GP_results = [180, 5, 'sqrt']

### Random Forest - Level 2

In [None]:
def meta_model_training_rf2(pred_df: pd.DataFrame, fold: int, params: list):

    train_df = pred_df[pred_df.kfold != fold].reset_index(drop=True)
    valid_df = pred_df[pred_df.kfold == fold].reset_index(drop=True)

    xtrain = train_df[['ext_pred','rf_pred', 'gnb_pred', 'xgb_pred', 'lr_pred', 'nn_pred']].values
    xvalid = valid_df[['ext_pred', 'rf_pred', 'gnb_pred', 'xgb_pred', 'lr_pred', 'nn_pred']].values
    ytrain = train_df['Category']
    yvalid = valid_df['Category']

    scaler = MinMaxScaler()
    xvalid = scaler.fit_transform(xvalid)
    xtrain = scaler.fit_transform(xtrain)
    column_name = 'rf_pred_level2'

    clf = RandomForestClassifier(n_estimators=params[0], max_depth=params[1], max_features=params[2], random_state=0)

    clf.fit(xtrain, ytrain)  

    pred_train = clf.predict_proba(xtrain)
    pred_test = clf.predict_proba(xvalid)
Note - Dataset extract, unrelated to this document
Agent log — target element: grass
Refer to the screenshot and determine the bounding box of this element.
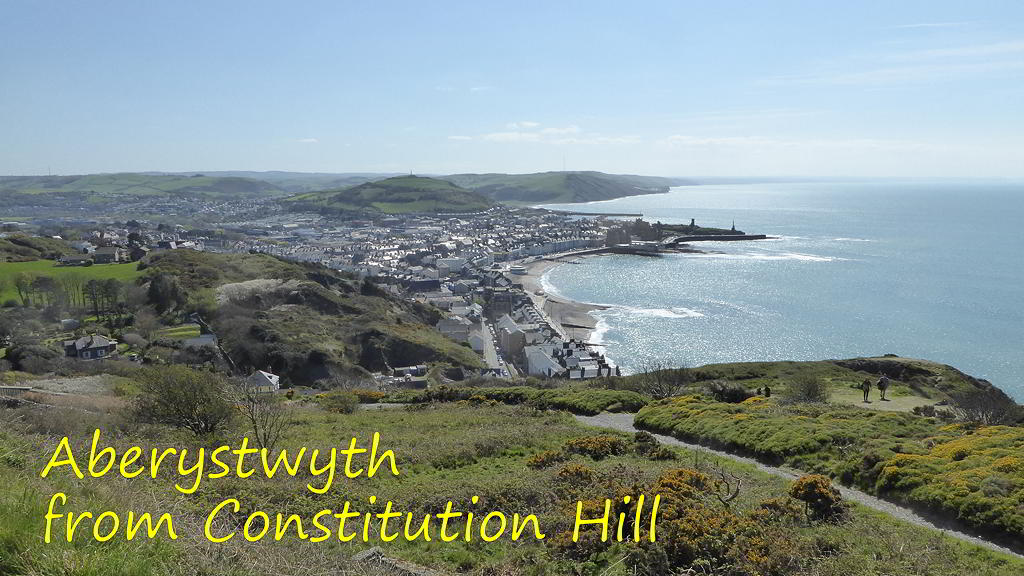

    train_loss = log_loss(ytrain, pred_train)
    test_loss = log_loss(yvalid, pred_test)
    print(f"fold={fold}, train_loss={train_loss} - test_loss={test_loss}")


    prob_list = []
    for i in pred_test:
        max_prob = i.max()
        probs = list(i)
        prob = probs.index(max_prob)
        prob_list.append(prob)

    valid_df[column_name] = prob_list

    return valid_df[['id', 'Category','kfold', column_name]], train_loss, test_loss

In [None]:
files = glob.glob("drive/MyDrive/model_preds/*.csv")
df = None
for f in files:
    if df is None:
        df = pd.read_csv(f)
    else:
        temp_df = pd.read_csv(f)
        temp_df.drop(['Category', 'kfold'], axis=1, inplace=True)
        df = df.merge(temp_df, on="id", how="left")

In [None]:
print("-"*80)
print("Meta model")

dfs = []
train_loss = []
test_loss = []

for j in range(5):
    temp_df, train_, test_ = meta_model_training_rf2(df, j, resultados_gp.x)
    dfs.append(temp_df)
    train_loss.append(train_)
    test_loss.append(test_)

fin_valid_df = pd.concat(dfs)
print(fin_valid_df.shape)
print(f"Train loss: {mean(train_loss)} - Test loss: {mean(test_loss)}")
fin_valid_df.to_csv("drive/MyDrive/model_preds/rf_Level2.csv", index=False)
print("-"*80)

--------------------------------------------------------------------------------
Meta model
fold=0, train_loss=2.679056107834159 - test_loss=2.681194517020028
fold=1, train_loss=2.679036707965257 - test_loss=2.682020009750325
fold=2, train_loss=2.6790299072017496 - test_loss=2.6807806600093813
fold=3, train_loss=2.6790347490391033 - test_loss=2.682145021547842
fold=4, train_loss=2.6790362698665104 - test_loss=2.681319678807353
(878049, 4)
Train loss: 2.679038748381356 - Test loss: 2.681491977426986
--------------------------------------------------------------------------------


### The best results were found using neural networks. It was evaluated based on the log loss metric.